Poster Abstract #4166: Kinetics Of Chronic Lymphocytic Leukemia Cells In Tissues and Blood During Therapy With The BTK Inhibitor Ibrutinib
Dominik Wodarz, Department of Ecology and Evolutionary Biology, University of California Irvine, Irvine, CA
This two-compartment analysis provides greater insight into ibrutinib's mechanism of action in CLL. During ibrutinib therapy, on average 1.7% (± 1.1%) of the cells die per day in the blood, while in tissue 2.7% (± 0.99%) of the cells die per day. These death rates during treatment are approximately 3-5 times higher than those estimated in previous studies in the absence of treatment. The amount of CLL cells from the tissue that was redistributed into the blood during ibrutinib therapy accounted for an average of 23.3% (± 17%) of the calculated total tissue disease burden. Therefore the majority of tissue shrinkage is attributed to apoptosis of the CLL cells in the tissue. These findings indicate that generally a relatively small fraction of the total tissue CLL cell burden is re-distributed into the blood during ibrutinib therapy, and that a significant amount of drug-induced cell death occurs in tissue compartments.
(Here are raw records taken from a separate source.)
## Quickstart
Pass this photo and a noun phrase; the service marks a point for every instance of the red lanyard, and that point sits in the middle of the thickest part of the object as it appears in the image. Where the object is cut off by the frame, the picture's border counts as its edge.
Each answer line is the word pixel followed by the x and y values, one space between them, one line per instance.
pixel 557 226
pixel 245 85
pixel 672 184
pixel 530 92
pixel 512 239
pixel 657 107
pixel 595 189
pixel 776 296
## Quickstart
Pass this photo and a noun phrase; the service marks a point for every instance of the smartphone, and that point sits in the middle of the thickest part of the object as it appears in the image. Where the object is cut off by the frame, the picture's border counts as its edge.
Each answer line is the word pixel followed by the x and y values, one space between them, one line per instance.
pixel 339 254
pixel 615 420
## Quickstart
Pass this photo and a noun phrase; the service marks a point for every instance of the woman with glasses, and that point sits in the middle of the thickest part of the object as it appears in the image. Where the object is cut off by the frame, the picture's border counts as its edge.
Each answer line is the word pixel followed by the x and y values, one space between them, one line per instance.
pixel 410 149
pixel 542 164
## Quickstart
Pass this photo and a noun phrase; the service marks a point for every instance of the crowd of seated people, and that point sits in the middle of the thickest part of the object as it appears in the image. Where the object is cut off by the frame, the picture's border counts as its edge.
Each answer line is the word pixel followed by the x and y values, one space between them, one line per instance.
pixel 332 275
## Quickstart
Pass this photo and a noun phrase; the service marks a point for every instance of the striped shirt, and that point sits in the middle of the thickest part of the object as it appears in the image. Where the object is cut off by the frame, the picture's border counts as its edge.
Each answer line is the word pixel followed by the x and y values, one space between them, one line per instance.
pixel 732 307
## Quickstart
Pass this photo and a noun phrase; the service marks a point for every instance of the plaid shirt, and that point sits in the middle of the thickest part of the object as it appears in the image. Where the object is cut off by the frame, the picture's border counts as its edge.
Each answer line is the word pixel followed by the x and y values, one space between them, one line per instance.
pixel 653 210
Oral Abstract #118: Effective Inhibition Of Tumor Microenvironment Interactions In CLL Patients Treated With The BTK Inhibitor Ibrutinib Results In Sustained Inhibition Of Tumor Proliferation and Survival Pathways
Sarah E. M. Herman, PhD, Hematology Branch, National Heart, Lung, and Blood Institute, National Institutes of Health, Bethesda, MD
Prior studies have shown that CLL cells in the lymph node and bone marrow microenvironments demonstrate higher levels of BCR and NF-κB signaling as well as increased cell activation and proliferation (Herishanu et al., Blood 2011). This study's goal was to determine the in vivo effect of ibrutinib on tumor cell activation and proliferation in these microenvironmental niches. Analysis of bone marrow from two cycles of treatment shows that ibrutinib effectively inhibits BCR, NF-κB, and ERK signaling. This occurs very quickly as demonstrated in the lymph node and is sustained on treatment as shown in the bone marrow. The strong and sustained reduction in proliferation and activation of CLL cells in the tissue microenvironment suggests that BTK is indeed a central hub mediating the nourishing and protective effects of the tumor microenvironment.